The official source code to Better Uncertainty Calibration via Proper Scores for Classification and Beyond (NeurIPS'22).
Also available on OpenReview.
The classification experiments are all done in Python, while the variance regression ones are in Julia. This is because the regression case is built upon Wiedmann et al 2021. We split up the (install) description of the figures in these two categories: Classification (ECE simulation, CIFAR-10/100, ImageNet), and variance regression (extended Friedman 1, Residiential Housing). This way, you do not have to install Julia if you are only interested in the classification case, or vice versa.
After cloning this repository, create a conda environment via the provided yaml file.
For this, install Anaconda and run conda env create -f condaenv.yml
(like here).
Then, activate the enironment with conda activate unc_cal
.
Open and run the jupyter notebook ECE bias ground truth simulation.ipynb
.
The plot is directly displayed in the last cell.
The simulation is light-weight and can be finished quickly on a typical laptop.
Indeed, we ran the simulation on an M1 MacBook Pro 2021 in minutes.
This section is about the real-world classification calibration experiments.
The logits are pretrained from Kull et al 2019 and Rahimi et al 2020.
For quality of life and backup redundancy, we also provide them in this Google Drive folder. To download the folder, simply run gdown https://drive.google.com/drive/u/1/folders/10XVg_anBCWmjzjh_Hb-A7GYcgjHLypax -O logits --folder
.
All results will be located in the results/
folder.
To run all of the experiments, execute bash run_experiments.sh
.
We used a CPU with 80 threads, which required several days to finish the experiments.
Since the runtime can be infeasible for some CPUs, we also provide our result files in this Google drive folder.
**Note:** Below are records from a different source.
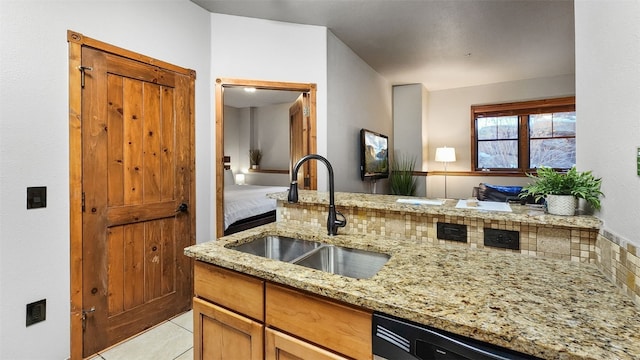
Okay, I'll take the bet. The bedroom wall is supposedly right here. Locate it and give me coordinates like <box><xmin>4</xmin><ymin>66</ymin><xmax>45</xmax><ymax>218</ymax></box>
<box><xmin>210</xmin><ymin>14</ymin><xmax>328</xmax><ymax>193</ymax></box>
<box><xmin>575</xmin><ymin>1</ymin><xmax>640</xmax><ymax>249</ymax></box>
<box><xmin>224</xmin><ymin>106</ymin><xmax>242</xmax><ymax>173</ymax></box>
<box><xmin>328</xmin><ymin>31</ymin><xmax>393</xmax><ymax>193</ymax></box>
<box><xmin>426</xmin><ymin>75</ymin><xmax>581</xmax><ymax>198</ymax></box>
<box><xmin>0</xmin><ymin>0</ymin><xmax>213</xmax><ymax>360</ymax></box>
<box><xmin>224</xmin><ymin>103</ymin><xmax>291</xmax><ymax>186</ymax></box>
<box><xmin>254</xmin><ymin>103</ymin><xmax>293</xmax><ymax>170</ymax></box>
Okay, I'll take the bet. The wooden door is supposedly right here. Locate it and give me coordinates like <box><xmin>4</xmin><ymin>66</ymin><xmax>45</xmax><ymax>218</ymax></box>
<box><xmin>82</xmin><ymin>47</ymin><xmax>195</xmax><ymax>356</ymax></box>
<box><xmin>193</xmin><ymin>298</ymin><xmax>264</xmax><ymax>360</ymax></box>
<box><xmin>289</xmin><ymin>93</ymin><xmax>317</xmax><ymax>190</ymax></box>
<box><xmin>264</xmin><ymin>329</ymin><xmax>348</xmax><ymax>360</ymax></box>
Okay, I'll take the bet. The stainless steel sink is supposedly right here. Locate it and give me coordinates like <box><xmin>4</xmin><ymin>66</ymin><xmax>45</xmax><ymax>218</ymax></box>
<box><xmin>227</xmin><ymin>236</ymin><xmax>390</xmax><ymax>279</ymax></box>
<box><xmin>230</xmin><ymin>236</ymin><xmax>322</xmax><ymax>262</ymax></box>
<box><xmin>294</xmin><ymin>245</ymin><xmax>389</xmax><ymax>279</ymax></box>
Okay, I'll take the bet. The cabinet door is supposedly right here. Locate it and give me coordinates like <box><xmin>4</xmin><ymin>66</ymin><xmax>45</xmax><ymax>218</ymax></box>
<box><xmin>265</xmin><ymin>329</ymin><xmax>347</xmax><ymax>360</ymax></box>
<box><xmin>193</xmin><ymin>298</ymin><xmax>264</xmax><ymax>360</ymax></box>
<box><xmin>265</xmin><ymin>283</ymin><xmax>373</xmax><ymax>359</ymax></box>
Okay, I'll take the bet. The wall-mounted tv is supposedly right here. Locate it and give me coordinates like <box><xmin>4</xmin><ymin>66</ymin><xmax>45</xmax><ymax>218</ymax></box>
<box><xmin>360</xmin><ymin>129</ymin><xmax>389</xmax><ymax>180</ymax></box>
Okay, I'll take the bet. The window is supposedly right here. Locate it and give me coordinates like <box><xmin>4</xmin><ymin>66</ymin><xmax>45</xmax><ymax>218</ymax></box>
<box><xmin>471</xmin><ymin>96</ymin><xmax>576</xmax><ymax>173</ymax></box>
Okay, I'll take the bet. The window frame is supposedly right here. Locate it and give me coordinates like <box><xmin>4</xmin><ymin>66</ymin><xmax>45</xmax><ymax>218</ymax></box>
<box><xmin>471</xmin><ymin>96</ymin><xmax>576</xmax><ymax>175</ymax></box>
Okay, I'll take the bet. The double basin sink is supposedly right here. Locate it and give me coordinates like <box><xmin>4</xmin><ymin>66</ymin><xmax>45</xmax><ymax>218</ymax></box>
<box><xmin>228</xmin><ymin>236</ymin><xmax>390</xmax><ymax>279</ymax></box>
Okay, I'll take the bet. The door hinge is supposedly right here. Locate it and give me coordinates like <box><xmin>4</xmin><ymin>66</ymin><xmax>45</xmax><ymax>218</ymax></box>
<box><xmin>78</xmin><ymin>65</ymin><xmax>93</xmax><ymax>89</ymax></box>
<box><xmin>82</xmin><ymin>306</ymin><xmax>96</xmax><ymax>331</ymax></box>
To download the folder, simply run gdown https://drive.google.com/drive/folders/1pP3RhgIdTXpKLArmiyECTo94VcAf0zll -O results --folder
.
Alternatively, you can lower the parameter start_rep
to lower runtime.
This will increase the variance of the results.
The command can also be executed multiple times (results are appended instead of overwritten; we ran it twice).
The seeds are set according to the local time and differ for each rerun.
The sample size should be large enough such that the seed does not matter.
Setting seeds manually is supported and ours are stored in our result files.
There are two options:
To receive all the plots in the paper (and even more), execute
python plotting.py
.
This takes a while (3-6 minutes).
Contrary, running the notebooks allows producing and inspecting each plot individually.
This section is exclusively about the regression calibration experiments. Note, that the DSS score is called PMCC in the code due to technical debt. Ideally, this is fixed some time in the future. Further, we used major parts of the code from Wiedmann et al 2021. But, this also means the regression experiments are done in Julia and require new dependencies being installed compared to the classification experiments.
We used the same dependencies as Wiedmann et al 2021 and the following instructions are copied from there.
(Start of copy)
The experiments were performed with Julia 1.5.3. You can download the official binaries from the Julia webpage.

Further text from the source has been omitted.